Friday, October 9

Military looks to upgrade its “tactical biometrics” with Identity Dominance System 2

US Marine Corps Lance Cpl. Britain Morris, an infantryman with Fox Company, 2nd Battalion, 2nd Marine Regiment, "enrolls" an Afghan into the SEEK II system, part of the Navy and Marine Corps' Identity Dominance System, during a patrol in Washer, Helmand Province, Afghanistan, July 29, 2013. The Marines are seeking an upgrade to their biometric toolkit. (credit: US Marine Corps)

The Navy and Marine Corps are looking to upgrade biometric tools used by forces in the field and at sea that would give them the power to identify individuals both up close and at a distance.

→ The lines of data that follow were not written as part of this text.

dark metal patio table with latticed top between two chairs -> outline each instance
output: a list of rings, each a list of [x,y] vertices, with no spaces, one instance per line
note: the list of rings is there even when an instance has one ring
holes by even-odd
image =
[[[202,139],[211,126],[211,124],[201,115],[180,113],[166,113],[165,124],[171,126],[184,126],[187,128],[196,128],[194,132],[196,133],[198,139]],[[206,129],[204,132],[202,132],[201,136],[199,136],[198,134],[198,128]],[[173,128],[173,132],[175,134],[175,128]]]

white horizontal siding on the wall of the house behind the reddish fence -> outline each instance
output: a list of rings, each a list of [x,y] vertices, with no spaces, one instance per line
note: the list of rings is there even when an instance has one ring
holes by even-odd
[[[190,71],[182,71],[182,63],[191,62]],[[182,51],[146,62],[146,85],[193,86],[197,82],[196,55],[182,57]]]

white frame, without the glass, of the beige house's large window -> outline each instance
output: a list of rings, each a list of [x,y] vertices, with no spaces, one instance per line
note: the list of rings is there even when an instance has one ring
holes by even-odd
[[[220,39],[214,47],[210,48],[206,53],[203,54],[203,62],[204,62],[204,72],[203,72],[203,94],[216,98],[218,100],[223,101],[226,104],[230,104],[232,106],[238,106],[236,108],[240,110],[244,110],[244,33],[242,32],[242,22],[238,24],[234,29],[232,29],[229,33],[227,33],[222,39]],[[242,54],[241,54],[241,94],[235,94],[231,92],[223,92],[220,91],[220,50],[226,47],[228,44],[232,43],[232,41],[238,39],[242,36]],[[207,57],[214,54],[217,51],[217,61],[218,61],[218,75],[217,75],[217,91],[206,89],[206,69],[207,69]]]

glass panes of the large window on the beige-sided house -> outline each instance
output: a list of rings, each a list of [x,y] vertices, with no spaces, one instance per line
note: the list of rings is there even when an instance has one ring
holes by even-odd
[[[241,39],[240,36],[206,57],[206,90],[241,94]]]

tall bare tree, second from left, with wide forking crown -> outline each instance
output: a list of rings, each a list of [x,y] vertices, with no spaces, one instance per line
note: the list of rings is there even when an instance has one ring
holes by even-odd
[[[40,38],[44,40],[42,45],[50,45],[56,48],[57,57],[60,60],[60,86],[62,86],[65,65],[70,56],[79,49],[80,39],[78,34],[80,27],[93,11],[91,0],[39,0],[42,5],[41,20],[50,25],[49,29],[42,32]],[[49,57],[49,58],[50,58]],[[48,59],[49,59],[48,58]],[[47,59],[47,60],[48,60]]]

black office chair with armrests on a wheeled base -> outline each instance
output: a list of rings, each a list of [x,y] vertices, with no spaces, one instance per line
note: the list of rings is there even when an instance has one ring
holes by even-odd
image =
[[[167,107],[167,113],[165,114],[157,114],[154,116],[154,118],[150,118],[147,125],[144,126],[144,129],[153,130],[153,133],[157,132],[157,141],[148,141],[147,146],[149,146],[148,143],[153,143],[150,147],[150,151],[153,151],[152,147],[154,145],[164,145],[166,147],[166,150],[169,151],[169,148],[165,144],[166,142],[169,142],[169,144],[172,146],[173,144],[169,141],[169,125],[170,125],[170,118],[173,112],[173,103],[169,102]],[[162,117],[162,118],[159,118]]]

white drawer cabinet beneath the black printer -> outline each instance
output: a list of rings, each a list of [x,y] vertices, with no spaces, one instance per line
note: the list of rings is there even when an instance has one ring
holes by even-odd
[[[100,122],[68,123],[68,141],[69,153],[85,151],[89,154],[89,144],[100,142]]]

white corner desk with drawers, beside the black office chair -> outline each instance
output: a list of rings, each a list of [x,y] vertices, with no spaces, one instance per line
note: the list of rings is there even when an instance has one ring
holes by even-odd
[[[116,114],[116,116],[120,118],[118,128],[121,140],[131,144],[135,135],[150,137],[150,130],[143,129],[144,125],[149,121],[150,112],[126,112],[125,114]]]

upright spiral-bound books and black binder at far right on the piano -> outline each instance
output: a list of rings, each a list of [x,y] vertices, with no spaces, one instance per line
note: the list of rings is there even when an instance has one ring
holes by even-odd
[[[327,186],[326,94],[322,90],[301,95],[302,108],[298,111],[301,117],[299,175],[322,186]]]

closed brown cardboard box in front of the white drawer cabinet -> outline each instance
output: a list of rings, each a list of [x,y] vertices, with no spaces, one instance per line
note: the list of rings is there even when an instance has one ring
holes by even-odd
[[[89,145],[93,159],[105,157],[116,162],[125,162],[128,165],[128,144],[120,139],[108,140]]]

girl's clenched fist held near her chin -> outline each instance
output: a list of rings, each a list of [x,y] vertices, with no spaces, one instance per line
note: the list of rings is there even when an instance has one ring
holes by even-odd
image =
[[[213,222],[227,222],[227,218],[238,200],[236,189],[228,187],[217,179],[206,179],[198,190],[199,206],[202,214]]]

In an announcement kicking off the Identity Dominance System (IDS) 2 program, the Marine Corps Systems Command put out a call for information on potential sources for portable systems to collect everything from voice and gait data to DNA samples—tools that would turn troops in the field into high-powered forensics investigators and create profiles to track every human they encounter.

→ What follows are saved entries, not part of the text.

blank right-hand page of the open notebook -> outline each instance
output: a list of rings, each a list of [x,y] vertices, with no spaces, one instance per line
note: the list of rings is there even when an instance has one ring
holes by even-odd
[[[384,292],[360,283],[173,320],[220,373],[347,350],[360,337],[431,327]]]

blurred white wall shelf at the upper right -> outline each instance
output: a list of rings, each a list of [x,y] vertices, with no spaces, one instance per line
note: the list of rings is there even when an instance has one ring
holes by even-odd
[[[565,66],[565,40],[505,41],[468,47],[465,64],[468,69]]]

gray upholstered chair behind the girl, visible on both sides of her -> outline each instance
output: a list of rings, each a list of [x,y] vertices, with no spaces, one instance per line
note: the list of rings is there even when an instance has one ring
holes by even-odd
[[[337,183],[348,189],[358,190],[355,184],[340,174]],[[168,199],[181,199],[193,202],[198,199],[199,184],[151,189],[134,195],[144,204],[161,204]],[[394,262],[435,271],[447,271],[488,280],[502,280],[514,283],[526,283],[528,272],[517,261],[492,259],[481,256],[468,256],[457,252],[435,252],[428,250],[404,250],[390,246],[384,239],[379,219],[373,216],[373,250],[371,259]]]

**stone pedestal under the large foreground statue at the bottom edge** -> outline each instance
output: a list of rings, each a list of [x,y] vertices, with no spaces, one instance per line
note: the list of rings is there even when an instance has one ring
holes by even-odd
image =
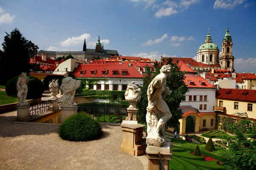
[[[160,159],[163,162],[164,168],[169,170],[169,160],[171,160],[172,156],[171,142],[167,142],[167,144],[162,147],[148,145],[146,148],[146,153],[148,158],[148,170],[159,170]],[[158,153],[160,153],[161,158]]]

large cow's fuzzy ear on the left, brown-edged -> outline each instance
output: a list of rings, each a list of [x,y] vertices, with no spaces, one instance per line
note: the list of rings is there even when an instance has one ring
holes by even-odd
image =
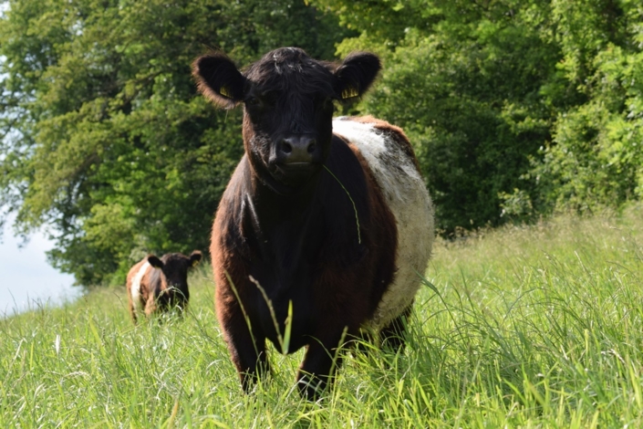
[[[202,94],[223,108],[233,108],[244,99],[245,78],[223,53],[196,58],[192,76]]]

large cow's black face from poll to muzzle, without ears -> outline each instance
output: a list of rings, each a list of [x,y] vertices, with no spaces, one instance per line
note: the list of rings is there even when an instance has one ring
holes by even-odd
[[[264,183],[306,183],[330,152],[337,78],[296,48],[271,52],[244,78],[244,144],[254,171]]]

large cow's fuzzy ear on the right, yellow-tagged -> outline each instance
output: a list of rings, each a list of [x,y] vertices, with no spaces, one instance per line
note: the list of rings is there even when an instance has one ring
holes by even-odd
[[[353,52],[335,70],[341,99],[356,99],[363,95],[378,76],[379,58],[368,52]]]

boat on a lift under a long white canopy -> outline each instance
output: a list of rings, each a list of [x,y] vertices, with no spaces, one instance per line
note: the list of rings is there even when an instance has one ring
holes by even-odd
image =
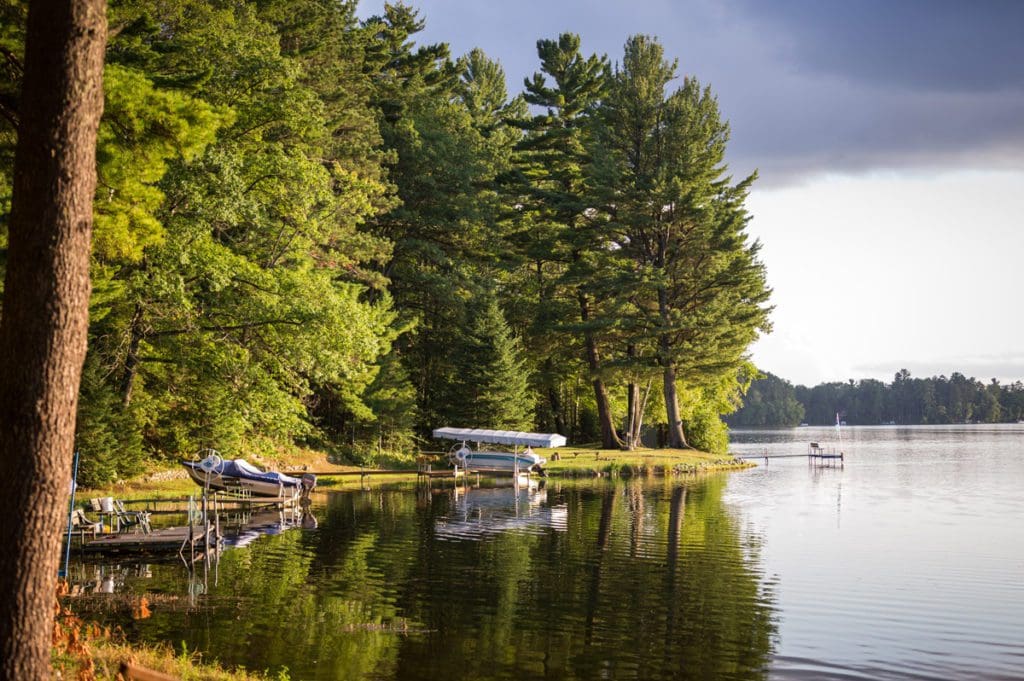
[[[535,446],[564,446],[565,436],[558,433],[527,433],[516,430],[486,430],[483,428],[435,428],[436,439],[461,442],[449,453],[449,462],[466,470],[501,473],[543,472],[547,459],[534,453]],[[477,444],[476,450],[469,442]],[[480,450],[480,444],[512,445],[512,452]],[[519,448],[525,448],[519,451]]]

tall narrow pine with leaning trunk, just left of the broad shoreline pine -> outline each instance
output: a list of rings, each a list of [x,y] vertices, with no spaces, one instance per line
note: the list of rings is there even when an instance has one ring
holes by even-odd
[[[588,179],[590,120],[606,61],[584,57],[580,37],[570,33],[539,40],[537,51],[541,71],[525,81],[524,97],[543,112],[518,123],[525,137],[516,156],[521,224],[513,244],[528,263],[523,283],[535,296],[535,348],[543,356],[543,389],[555,423],[561,418],[556,366],[565,366],[560,355],[577,340],[594,390],[601,444],[616,448],[622,441],[601,343],[608,325],[601,311],[605,292],[597,285],[606,242],[592,212]]]

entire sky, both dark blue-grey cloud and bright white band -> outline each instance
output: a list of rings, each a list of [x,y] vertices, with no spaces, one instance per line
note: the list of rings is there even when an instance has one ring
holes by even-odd
[[[656,36],[711,85],[774,293],[754,361],[794,383],[1024,380],[1024,1],[418,0],[420,43],[509,89],[569,31]],[[379,13],[365,0],[359,13]],[[680,78],[681,80],[681,78]]]

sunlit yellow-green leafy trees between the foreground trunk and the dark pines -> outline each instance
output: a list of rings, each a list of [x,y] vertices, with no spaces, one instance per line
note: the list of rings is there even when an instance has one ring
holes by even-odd
[[[359,29],[349,5],[284,9],[112,7],[90,334],[105,385],[83,402],[85,451],[118,419],[136,460],[287,445],[315,434],[314,391],[374,418],[364,396],[397,329],[390,297],[368,298],[388,245],[358,230],[392,205],[369,76],[357,51],[298,48]]]

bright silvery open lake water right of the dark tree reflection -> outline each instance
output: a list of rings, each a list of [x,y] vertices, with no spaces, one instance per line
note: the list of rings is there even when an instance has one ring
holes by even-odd
[[[786,455],[831,434],[736,431],[732,449]],[[779,576],[771,676],[1024,679],[1024,426],[843,438],[843,470],[781,459],[729,481]]]

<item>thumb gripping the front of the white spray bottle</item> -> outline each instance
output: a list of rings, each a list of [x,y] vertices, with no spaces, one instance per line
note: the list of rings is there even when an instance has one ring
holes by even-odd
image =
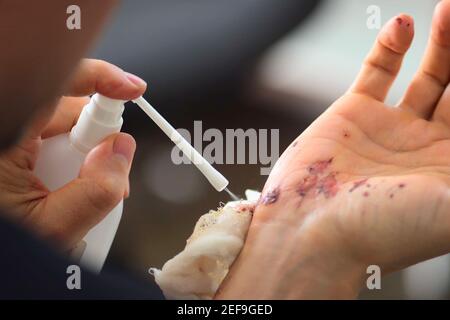
[[[136,144],[117,133],[86,157],[77,179],[50,193],[42,223],[47,237],[71,247],[99,223],[128,193],[128,175]]]

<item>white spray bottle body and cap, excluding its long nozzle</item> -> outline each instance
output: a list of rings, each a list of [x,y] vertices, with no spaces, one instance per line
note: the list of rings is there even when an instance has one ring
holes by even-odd
[[[120,131],[124,103],[95,94],[70,133],[43,140],[35,174],[50,191],[77,178],[88,152],[110,134]],[[84,237],[82,265],[100,272],[119,226],[122,209],[123,201]]]

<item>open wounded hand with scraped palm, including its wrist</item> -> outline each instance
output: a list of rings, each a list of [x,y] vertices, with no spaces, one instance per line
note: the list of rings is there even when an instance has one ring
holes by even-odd
[[[216,298],[356,298],[369,265],[450,252],[450,1],[388,106],[413,34],[411,17],[391,19],[348,92],[285,150]]]

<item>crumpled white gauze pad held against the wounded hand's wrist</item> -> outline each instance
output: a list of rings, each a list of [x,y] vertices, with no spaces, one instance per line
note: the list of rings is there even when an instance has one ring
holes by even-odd
[[[259,192],[231,201],[197,221],[182,252],[161,270],[151,268],[167,299],[212,299],[241,251]]]

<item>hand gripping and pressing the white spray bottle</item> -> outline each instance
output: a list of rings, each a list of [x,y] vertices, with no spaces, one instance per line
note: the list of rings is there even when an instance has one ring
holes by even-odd
[[[8,209],[9,218],[64,251],[73,249],[128,196],[135,141],[126,133],[109,136],[88,154],[79,177],[54,192],[33,174],[41,141],[69,132],[89,101],[87,95],[130,100],[145,88],[144,81],[112,64],[82,60],[52,112],[39,113],[20,142],[0,156],[0,206]]]

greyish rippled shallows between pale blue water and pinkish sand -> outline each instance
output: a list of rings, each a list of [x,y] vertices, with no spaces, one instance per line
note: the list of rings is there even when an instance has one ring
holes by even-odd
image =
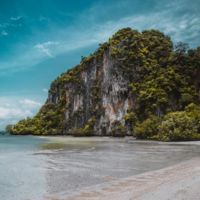
[[[85,187],[161,169],[200,153],[197,145],[122,138],[56,137],[46,147],[42,152],[47,151],[47,194],[55,199]]]

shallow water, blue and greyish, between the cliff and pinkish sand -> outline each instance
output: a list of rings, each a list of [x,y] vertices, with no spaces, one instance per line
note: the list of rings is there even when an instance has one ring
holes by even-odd
[[[130,138],[0,136],[0,199],[63,197],[199,153],[199,145]]]

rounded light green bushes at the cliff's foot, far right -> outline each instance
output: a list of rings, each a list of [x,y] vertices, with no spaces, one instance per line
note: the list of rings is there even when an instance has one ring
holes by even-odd
[[[190,104],[184,111],[170,112],[162,118],[151,116],[136,125],[135,136],[161,141],[200,140],[200,107]]]

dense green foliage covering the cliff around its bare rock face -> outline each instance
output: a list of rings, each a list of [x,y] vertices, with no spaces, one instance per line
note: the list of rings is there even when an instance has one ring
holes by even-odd
[[[200,138],[200,47],[189,49],[183,43],[173,45],[170,37],[157,30],[119,30],[94,54],[82,58],[80,65],[58,77],[51,85],[51,95],[66,84],[73,84],[81,91],[81,72],[92,62],[103,60],[106,51],[129,81],[129,96],[135,101],[124,116],[125,125],[116,122],[111,135],[125,135],[128,126],[133,135],[141,139]],[[101,106],[96,103],[101,101],[98,84],[91,94],[94,117],[75,130],[77,136],[92,135],[95,116],[101,113]],[[34,118],[8,127],[9,131],[13,134],[62,134],[66,109],[66,95],[61,91],[56,105],[47,102]]]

Starting in 2007, the US military fielded a set of biometric tools in Afghanistan intended to achieve what the Defense Department calls "identity dominance"—the ability to identify and track every single human being in the country and, in the process, make it impossible for the Taliban and other insurgents to live undetected among civilian populations. The equipment fielded by the services soon became "programs of record"—established procurement programs with their own management offices; the Army called its system the Biometrics Automated Toolset-Army (BAT-A), and the Navy and Marine Corps called theirs the AN/PYX-1 IDS. These systems, assembled mostly from off-the-shelf technology, allow American forces to record the facial, iris, and fingerprint biometric data of anyone they encounter.

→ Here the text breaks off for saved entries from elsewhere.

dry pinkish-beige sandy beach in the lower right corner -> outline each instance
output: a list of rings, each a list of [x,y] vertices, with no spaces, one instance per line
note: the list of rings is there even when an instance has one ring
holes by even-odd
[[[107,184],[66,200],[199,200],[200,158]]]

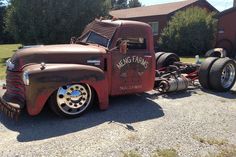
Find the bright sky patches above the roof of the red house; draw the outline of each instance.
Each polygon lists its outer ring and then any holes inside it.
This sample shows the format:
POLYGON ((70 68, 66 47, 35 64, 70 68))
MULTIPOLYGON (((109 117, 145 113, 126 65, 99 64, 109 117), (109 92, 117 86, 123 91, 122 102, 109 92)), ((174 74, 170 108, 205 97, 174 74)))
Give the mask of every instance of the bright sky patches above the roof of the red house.
MULTIPOLYGON (((170 2, 178 2, 181 0, 139 0, 143 5, 154 5, 161 3, 170 3, 170 2)), ((213 5, 219 11, 223 11, 225 9, 231 8, 233 6, 233 0, 208 0, 211 5, 213 5)))

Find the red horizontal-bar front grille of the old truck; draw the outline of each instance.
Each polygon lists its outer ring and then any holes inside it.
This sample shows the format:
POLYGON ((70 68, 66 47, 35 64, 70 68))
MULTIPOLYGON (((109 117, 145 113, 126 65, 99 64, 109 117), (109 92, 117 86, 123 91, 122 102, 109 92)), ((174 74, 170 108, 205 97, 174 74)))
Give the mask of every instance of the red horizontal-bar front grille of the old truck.
POLYGON ((6 95, 25 102, 25 87, 22 81, 22 73, 7 71, 6 95))

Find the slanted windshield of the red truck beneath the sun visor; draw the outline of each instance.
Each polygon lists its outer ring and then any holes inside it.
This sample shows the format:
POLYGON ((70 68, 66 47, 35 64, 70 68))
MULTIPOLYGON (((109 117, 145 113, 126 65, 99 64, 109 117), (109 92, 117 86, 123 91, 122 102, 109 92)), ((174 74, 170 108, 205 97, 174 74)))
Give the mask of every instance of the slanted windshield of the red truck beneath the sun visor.
POLYGON ((82 39, 80 40, 85 43, 92 43, 92 44, 98 44, 104 47, 108 47, 109 39, 96 33, 96 32, 88 32, 82 39))

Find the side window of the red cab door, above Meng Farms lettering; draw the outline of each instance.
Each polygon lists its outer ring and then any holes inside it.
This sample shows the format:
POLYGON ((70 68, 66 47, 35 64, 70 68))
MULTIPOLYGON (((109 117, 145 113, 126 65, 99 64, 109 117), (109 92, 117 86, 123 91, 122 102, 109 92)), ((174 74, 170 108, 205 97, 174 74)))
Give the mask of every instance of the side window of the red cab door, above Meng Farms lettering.
POLYGON ((126 38, 126 39, 118 39, 117 46, 121 43, 121 41, 127 42, 128 50, 143 50, 147 49, 146 39, 145 38, 126 38))

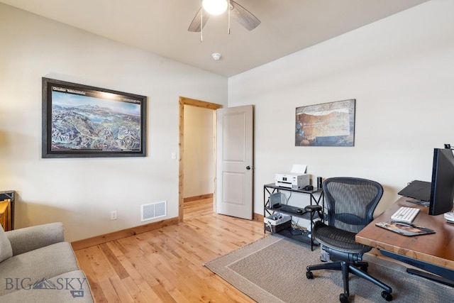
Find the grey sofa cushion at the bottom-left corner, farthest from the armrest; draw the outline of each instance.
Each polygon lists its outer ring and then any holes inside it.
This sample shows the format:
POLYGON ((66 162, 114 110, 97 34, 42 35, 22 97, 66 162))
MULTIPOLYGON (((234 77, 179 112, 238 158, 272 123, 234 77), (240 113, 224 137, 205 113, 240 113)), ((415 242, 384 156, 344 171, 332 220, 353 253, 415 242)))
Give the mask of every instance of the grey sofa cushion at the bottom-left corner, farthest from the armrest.
POLYGON ((0 297, 0 302, 92 303, 87 277, 81 270, 46 278, 36 287, 26 287, 0 297))

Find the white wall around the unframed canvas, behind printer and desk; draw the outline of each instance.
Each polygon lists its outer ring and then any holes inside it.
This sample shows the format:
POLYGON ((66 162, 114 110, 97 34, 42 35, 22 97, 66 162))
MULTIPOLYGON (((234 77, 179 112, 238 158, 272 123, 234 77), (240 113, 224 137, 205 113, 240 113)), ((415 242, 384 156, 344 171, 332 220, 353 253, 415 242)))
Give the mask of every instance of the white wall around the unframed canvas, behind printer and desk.
POLYGON ((454 1, 433 0, 228 79, 228 106, 255 104, 255 206, 292 164, 384 186, 378 211, 431 180, 454 143, 454 1), (295 109, 356 99, 354 147, 295 147, 295 109))

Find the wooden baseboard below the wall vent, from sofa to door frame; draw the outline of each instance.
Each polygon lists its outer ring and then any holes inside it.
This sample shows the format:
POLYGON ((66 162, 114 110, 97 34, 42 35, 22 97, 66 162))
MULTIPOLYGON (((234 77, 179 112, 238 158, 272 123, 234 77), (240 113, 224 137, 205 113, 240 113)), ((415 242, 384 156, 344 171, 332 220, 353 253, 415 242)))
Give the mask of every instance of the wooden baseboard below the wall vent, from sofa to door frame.
POLYGON ((87 238, 79 241, 71 242, 72 249, 79 250, 82 248, 87 248, 90 246, 96 246, 102 243, 115 241, 121 238, 126 238, 128 236, 134 236, 138 233, 145 233, 146 231, 154 231, 155 229, 162 228, 165 226, 175 225, 178 223, 178 218, 171 218, 167 220, 162 220, 159 222, 153 222, 150 224, 144 224, 140 226, 135 226, 131 228, 126 228, 121 231, 114 231, 112 233, 106 233, 101 236, 95 236, 92 238, 87 238))

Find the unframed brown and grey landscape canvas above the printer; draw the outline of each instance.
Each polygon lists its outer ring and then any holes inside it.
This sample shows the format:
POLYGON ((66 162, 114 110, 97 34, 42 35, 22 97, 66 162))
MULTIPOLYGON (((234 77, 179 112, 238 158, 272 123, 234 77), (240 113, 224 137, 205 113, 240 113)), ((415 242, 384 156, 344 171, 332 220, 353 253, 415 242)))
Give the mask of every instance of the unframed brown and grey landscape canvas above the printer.
POLYGON ((295 146, 354 146, 355 99, 297 107, 295 146))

Identity dominance has scored some wins for the military: as Public Intelligence reported, in 2012, an Afghani man was arrested during a sweep of a village in Khost Province because his fingerprint data matched fingerprints found on a cache of explosives found in 2011. And it's believed that the Navy's IDS was used by Navy SEALs to positively identify Osama Bin Laden during the raid on his compound in Pakistan. The systems and data have also been adopted by the Afghan government, which has used it to essentially fingerprint the entire country to control travel and access to certain areas, as well as to create a national identity card system.